We need to give readers an advance warning of anything remarkable that happens in the story. We use foreshadowing to eliminate a sense of coincidence, which readers won’t abide.
For example, if your protagonist is going to use kickboxing skills in a critical fight scene, then we need to see her going to her kickboxing class early in the story. You can’t spring such a remarkable skill on the reader, or the reader will feel cheated. Maybe a critical scene requires your protagonist to know how to play chess or speak French or be able to ski. All of these skills must be shown early in the story before they become critical at the end.
Your characters can’t benefit from coincidence. That’s not playing fair with your reader. Readers demand to see your protagonist survive by wits, not luck.
The flip side of foreshadowing is what’s called Chekhov’s Law. Chekhov said that if, in an early scene, a shotgun is prominently featured above the fireplace mantle, it must be fired at the story’s climax. In other words, if you make a big deal out of something unusual, it has to come into play later in your novel. This adds considerable suspense to your entire story. You will recognize your own susceptibility to this in books you read and movies you watch. For example, if you learn in a story that a bad guy who gets in knife fights has stolen a 15th century golden Aztec knife with reputed magic powers, you instinctively anticipate a coming scene when he will use it. And you will feel suspense about that throughout the book. That golden knife must be used later in the story.
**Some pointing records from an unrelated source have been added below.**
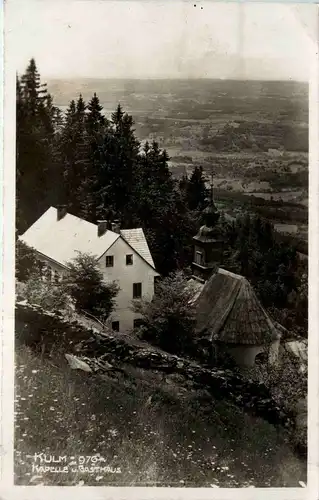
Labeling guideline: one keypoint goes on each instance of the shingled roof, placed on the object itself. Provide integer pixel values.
(228, 311)
(61, 240)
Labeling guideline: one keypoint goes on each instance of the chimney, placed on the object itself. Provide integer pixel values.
(61, 211)
(101, 227)
(116, 226)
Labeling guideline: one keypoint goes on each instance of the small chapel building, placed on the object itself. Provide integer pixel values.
(229, 316)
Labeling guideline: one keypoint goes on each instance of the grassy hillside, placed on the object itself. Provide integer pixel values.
(146, 425)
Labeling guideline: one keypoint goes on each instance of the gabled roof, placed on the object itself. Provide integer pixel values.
(62, 240)
(229, 311)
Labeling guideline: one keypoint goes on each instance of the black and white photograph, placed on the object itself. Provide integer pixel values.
(161, 179)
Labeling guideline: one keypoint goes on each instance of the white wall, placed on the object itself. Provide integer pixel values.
(125, 276)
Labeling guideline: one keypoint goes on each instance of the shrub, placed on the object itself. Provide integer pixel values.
(44, 293)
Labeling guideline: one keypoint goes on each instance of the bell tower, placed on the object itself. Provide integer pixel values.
(208, 242)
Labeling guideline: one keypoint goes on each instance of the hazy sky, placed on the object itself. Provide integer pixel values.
(154, 39)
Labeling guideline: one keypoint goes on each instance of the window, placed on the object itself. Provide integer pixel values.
(138, 322)
(129, 260)
(137, 290)
(116, 326)
(199, 258)
(109, 261)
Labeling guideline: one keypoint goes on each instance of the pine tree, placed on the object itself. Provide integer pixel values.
(35, 147)
(196, 190)
(118, 159)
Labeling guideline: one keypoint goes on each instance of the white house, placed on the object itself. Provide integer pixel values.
(123, 256)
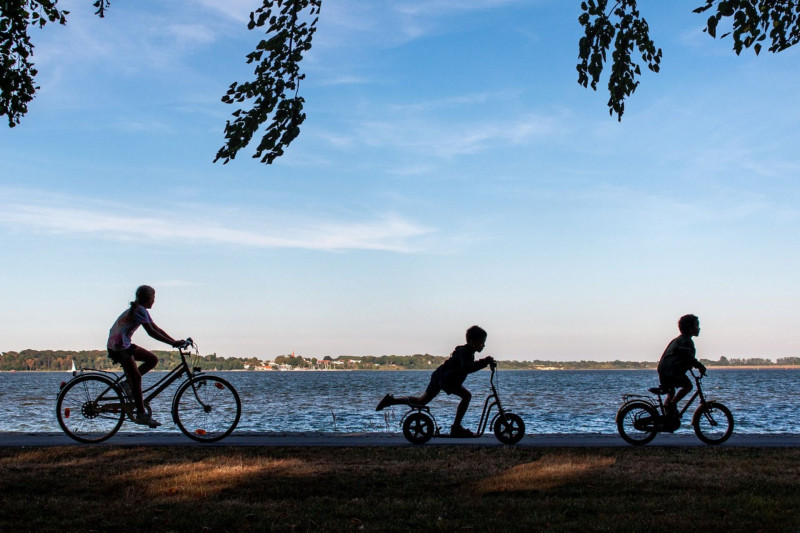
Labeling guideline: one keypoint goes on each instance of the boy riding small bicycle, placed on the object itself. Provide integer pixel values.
(677, 359)
(450, 377)
(122, 351)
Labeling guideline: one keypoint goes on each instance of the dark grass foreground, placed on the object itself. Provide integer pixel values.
(399, 489)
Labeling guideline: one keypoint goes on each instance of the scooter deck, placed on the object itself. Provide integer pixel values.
(449, 436)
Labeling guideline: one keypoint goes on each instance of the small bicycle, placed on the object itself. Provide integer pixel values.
(641, 417)
(419, 425)
(92, 406)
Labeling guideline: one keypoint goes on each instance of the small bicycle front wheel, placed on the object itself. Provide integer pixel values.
(636, 423)
(509, 428)
(713, 423)
(206, 408)
(418, 428)
(90, 408)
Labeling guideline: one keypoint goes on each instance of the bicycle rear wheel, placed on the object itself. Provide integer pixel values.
(90, 408)
(206, 408)
(713, 423)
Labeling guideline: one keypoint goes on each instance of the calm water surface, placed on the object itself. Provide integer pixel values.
(762, 401)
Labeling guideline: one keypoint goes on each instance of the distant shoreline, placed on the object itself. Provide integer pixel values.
(548, 369)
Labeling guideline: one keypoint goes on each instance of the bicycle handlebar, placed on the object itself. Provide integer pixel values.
(186, 343)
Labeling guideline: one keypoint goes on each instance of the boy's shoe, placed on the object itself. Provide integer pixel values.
(459, 431)
(145, 420)
(386, 402)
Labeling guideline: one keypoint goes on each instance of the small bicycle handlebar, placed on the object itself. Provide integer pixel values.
(186, 343)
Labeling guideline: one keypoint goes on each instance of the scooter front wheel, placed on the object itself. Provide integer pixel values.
(418, 428)
(509, 428)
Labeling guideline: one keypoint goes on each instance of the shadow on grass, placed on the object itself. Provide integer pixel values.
(399, 489)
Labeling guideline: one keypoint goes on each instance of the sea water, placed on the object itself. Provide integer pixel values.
(563, 401)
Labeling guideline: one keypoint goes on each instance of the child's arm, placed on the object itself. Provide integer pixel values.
(159, 334)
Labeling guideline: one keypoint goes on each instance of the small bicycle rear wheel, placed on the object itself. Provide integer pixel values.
(713, 423)
(509, 428)
(206, 408)
(636, 423)
(90, 408)
(418, 428)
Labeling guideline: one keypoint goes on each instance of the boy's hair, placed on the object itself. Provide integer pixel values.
(141, 292)
(686, 322)
(476, 333)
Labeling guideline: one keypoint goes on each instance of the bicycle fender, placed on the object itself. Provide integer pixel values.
(638, 401)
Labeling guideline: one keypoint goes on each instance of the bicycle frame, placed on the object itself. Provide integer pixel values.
(698, 392)
(151, 392)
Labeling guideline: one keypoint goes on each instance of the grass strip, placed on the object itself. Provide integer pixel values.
(438, 488)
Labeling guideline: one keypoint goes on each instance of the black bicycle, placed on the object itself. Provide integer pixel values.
(92, 406)
(419, 425)
(642, 417)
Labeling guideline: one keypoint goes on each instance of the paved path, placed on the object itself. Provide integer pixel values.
(175, 438)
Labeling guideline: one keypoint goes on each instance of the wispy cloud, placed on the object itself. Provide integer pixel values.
(450, 138)
(27, 212)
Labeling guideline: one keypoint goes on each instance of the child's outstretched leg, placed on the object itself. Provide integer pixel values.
(457, 430)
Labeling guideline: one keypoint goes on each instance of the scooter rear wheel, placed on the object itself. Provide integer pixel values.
(509, 428)
(418, 428)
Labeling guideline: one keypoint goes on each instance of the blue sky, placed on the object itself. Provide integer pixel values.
(450, 172)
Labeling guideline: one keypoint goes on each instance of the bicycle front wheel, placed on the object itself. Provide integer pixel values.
(206, 408)
(713, 423)
(90, 408)
(636, 423)
(509, 428)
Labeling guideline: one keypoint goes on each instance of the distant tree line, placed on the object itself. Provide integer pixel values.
(61, 360)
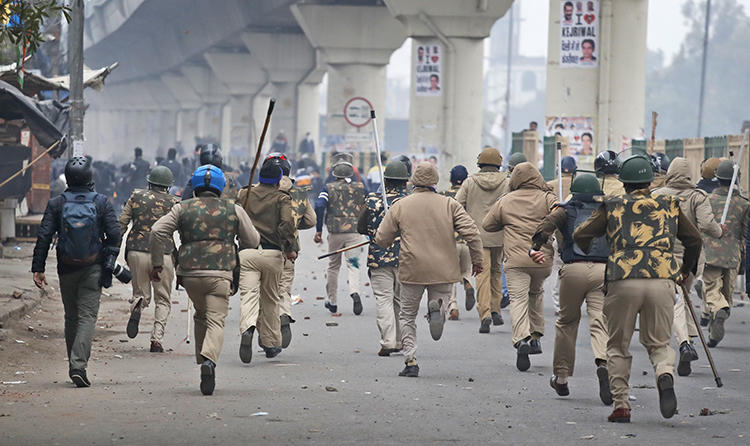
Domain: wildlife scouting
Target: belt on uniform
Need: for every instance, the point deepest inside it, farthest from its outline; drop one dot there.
(588, 261)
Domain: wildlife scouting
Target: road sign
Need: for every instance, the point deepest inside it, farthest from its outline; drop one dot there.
(357, 111)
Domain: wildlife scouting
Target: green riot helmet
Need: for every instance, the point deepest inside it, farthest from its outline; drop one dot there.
(161, 176)
(725, 170)
(585, 183)
(516, 159)
(636, 169)
(396, 170)
(342, 169)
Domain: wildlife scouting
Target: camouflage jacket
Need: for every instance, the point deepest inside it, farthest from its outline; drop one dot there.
(345, 202)
(727, 251)
(369, 221)
(143, 208)
(208, 227)
(452, 193)
(641, 233)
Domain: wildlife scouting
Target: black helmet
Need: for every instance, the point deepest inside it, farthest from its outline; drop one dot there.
(281, 160)
(407, 162)
(606, 162)
(78, 171)
(211, 154)
(660, 162)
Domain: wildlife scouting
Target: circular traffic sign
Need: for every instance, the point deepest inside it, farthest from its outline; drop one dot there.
(357, 111)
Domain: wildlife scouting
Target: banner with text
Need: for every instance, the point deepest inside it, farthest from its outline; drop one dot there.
(579, 33)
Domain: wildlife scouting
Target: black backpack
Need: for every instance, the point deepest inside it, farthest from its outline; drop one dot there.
(79, 241)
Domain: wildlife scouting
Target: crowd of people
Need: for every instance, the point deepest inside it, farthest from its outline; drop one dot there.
(629, 241)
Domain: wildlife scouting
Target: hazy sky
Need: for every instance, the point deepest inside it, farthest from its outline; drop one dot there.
(666, 30)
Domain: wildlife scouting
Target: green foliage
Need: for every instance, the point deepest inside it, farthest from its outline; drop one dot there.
(28, 30)
(673, 91)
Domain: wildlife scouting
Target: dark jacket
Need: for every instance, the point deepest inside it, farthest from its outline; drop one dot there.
(110, 230)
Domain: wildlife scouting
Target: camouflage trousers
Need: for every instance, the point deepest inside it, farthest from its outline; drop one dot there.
(140, 266)
(651, 302)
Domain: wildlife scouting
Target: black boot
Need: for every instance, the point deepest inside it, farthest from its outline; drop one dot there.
(208, 377)
(605, 394)
(246, 345)
(410, 371)
(357, 309)
(535, 347)
(687, 354)
(667, 398)
(135, 319)
(79, 378)
(497, 318)
(484, 326)
(561, 389)
(522, 356)
(716, 327)
(286, 330)
(331, 307)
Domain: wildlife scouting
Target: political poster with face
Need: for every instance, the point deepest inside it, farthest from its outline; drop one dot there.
(579, 33)
(580, 133)
(429, 79)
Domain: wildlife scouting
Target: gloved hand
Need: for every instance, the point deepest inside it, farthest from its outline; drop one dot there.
(105, 280)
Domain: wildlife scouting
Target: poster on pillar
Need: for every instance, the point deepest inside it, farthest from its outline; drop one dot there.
(579, 33)
(580, 133)
(429, 79)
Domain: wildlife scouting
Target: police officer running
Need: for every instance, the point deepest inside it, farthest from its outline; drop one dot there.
(581, 281)
(641, 230)
(208, 226)
(340, 204)
(143, 209)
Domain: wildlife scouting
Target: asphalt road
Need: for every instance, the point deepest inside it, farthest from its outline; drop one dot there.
(469, 391)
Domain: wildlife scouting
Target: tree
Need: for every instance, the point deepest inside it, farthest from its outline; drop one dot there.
(21, 23)
(673, 91)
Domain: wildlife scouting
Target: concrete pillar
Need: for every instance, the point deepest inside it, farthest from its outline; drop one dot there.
(447, 120)
(357, 42)
(612, 91)
(308, 117)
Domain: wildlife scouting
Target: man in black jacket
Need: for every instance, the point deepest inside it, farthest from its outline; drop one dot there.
(88, 244)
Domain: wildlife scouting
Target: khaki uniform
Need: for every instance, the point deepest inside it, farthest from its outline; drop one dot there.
(143, 209)
(260, 269)
(208, 226)
(426, 222)
(639, 280)
(304, 217)
(345, 200)
(519, 213)
(567, 179)
(697, 208)
(581, 280)
(726, 255)
(477, 195)
(464, 259)
(382, 264)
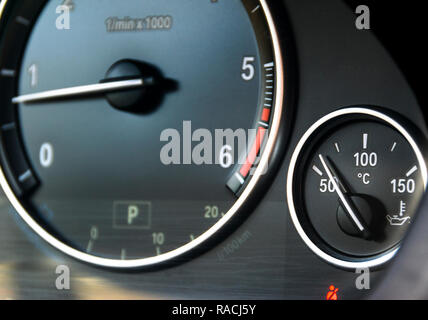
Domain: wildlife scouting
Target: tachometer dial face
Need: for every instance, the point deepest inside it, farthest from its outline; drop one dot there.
(133, 131)
(354, 185)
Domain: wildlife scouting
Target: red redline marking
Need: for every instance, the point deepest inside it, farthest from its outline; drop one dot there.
(245, 169)
(265, 115)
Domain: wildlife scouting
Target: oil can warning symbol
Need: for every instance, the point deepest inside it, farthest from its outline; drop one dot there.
(132, 214)
(332, 293)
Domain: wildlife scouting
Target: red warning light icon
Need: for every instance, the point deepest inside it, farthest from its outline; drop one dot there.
(332, 293)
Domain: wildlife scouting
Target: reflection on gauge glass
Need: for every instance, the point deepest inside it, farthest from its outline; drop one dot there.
(105, 106)
(354, 185)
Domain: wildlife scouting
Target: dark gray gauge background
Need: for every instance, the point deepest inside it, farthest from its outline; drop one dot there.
(102, 155)
(321, 208)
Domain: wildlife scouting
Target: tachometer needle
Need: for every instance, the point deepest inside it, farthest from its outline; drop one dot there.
(72, 92)
(345, 201)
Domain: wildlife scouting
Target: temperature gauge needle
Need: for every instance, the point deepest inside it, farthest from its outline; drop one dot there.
(73, 92)
(347, 203)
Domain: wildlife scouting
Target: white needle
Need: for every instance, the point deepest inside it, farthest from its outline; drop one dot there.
(341, 195)
(98, 88)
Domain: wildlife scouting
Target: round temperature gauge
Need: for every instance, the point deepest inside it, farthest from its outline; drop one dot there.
(354, 184)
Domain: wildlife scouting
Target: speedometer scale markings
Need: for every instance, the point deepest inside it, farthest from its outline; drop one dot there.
(85, 121)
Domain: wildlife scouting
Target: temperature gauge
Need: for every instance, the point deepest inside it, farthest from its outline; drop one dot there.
(354, 184)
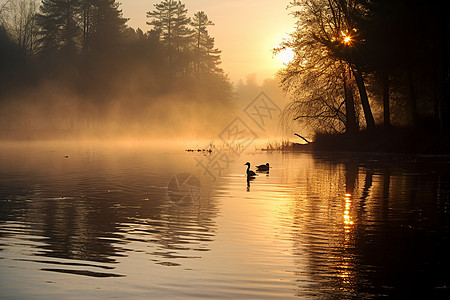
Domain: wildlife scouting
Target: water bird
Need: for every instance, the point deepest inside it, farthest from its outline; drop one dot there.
(250, 173)
(263, 168)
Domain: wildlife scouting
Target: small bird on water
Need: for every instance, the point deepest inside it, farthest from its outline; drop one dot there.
(263, 167)
(250, 173)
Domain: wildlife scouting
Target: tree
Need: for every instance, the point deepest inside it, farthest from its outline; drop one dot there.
(58, 22)
(19, 19)
(207, 57)
(324, 43)
(107, 25)
(170, 24)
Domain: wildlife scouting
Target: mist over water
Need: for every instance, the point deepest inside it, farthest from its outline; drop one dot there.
(100, 222)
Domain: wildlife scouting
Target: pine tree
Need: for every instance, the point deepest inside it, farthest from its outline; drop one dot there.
(58, 21)
(170, 24)
(108, 25)
(207, 57)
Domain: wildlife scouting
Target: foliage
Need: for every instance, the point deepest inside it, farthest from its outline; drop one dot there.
(94, 74)
(395, 62)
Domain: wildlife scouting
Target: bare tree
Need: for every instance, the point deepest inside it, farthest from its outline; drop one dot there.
(19, 19)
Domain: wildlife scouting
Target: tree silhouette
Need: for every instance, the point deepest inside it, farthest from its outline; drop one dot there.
(207, 57)
(58, 21)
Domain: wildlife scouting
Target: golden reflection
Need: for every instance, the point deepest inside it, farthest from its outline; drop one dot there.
(347, 219)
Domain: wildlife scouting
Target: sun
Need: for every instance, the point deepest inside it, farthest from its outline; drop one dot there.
(286, 56)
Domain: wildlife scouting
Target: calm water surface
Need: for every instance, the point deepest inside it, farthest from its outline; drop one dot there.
(111, 222)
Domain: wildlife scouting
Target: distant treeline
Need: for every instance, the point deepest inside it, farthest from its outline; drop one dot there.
(362, 64)
(74, 67)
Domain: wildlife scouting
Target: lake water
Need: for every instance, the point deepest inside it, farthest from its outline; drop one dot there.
(142, 222)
Yet another way to create a constant level of suspense with foreshadowing is to add into your scenes a vulnerability so that the reader can see the constant potential for disaster.
The horseback trail ride camping trip includes a horse with a bad hoof, and the trail goes along multiple cliffs.
A young couple has planned a big wedding, and 250 guests are about to arrive. But the bride is in love with another man.
A college biology student gets a job on a research ship and is required to make daily trips on a little dinghy into Norwegian fjords to study whales. But the college student can’t swim.
One of the hero’s friends is really a spy working for the bad guy, so you will continuously wonder which one of the characters is the traitor.
You might ask, what if it turns out that nothing dangerous happens on the camping trip, or no spy is revealed, or the shotgun isn’t fired? The story will be nearly ruined.
Remember that everything unusual or really remarkable that happens late in your story has to be foreshadowed. And everything remarkable that is foreshadowed has to be used later in your story. Chekhov’s shotgun must be fired.
There are endless ways that foreshadowing can build suspense. We’ve already mentioned having other characters report on the evil that someone does. This often takes the form of a warning, sometimes from characters we call shapeshifters, characters who may or may not exist and whose forms may change. Perhaps a person with reported psychic abilities has a “vision” of something bad related to a certain character. Even if the reader and all the other characters in the story don’t believe in psychic abilities, the warning serves its purpose and puts the reader on edge, worrying that even if the warning is hocus pocus, the psychic may still know something we don’t know.
And of course in my field of writing mysteries, the identity of the antagonist is not known until the very end. On top of these suspenseful story bones, a whodunnit story puzzle creates a constant suspense separate from all of these other techniques, which is one of the reasons for the popularity of mysteries.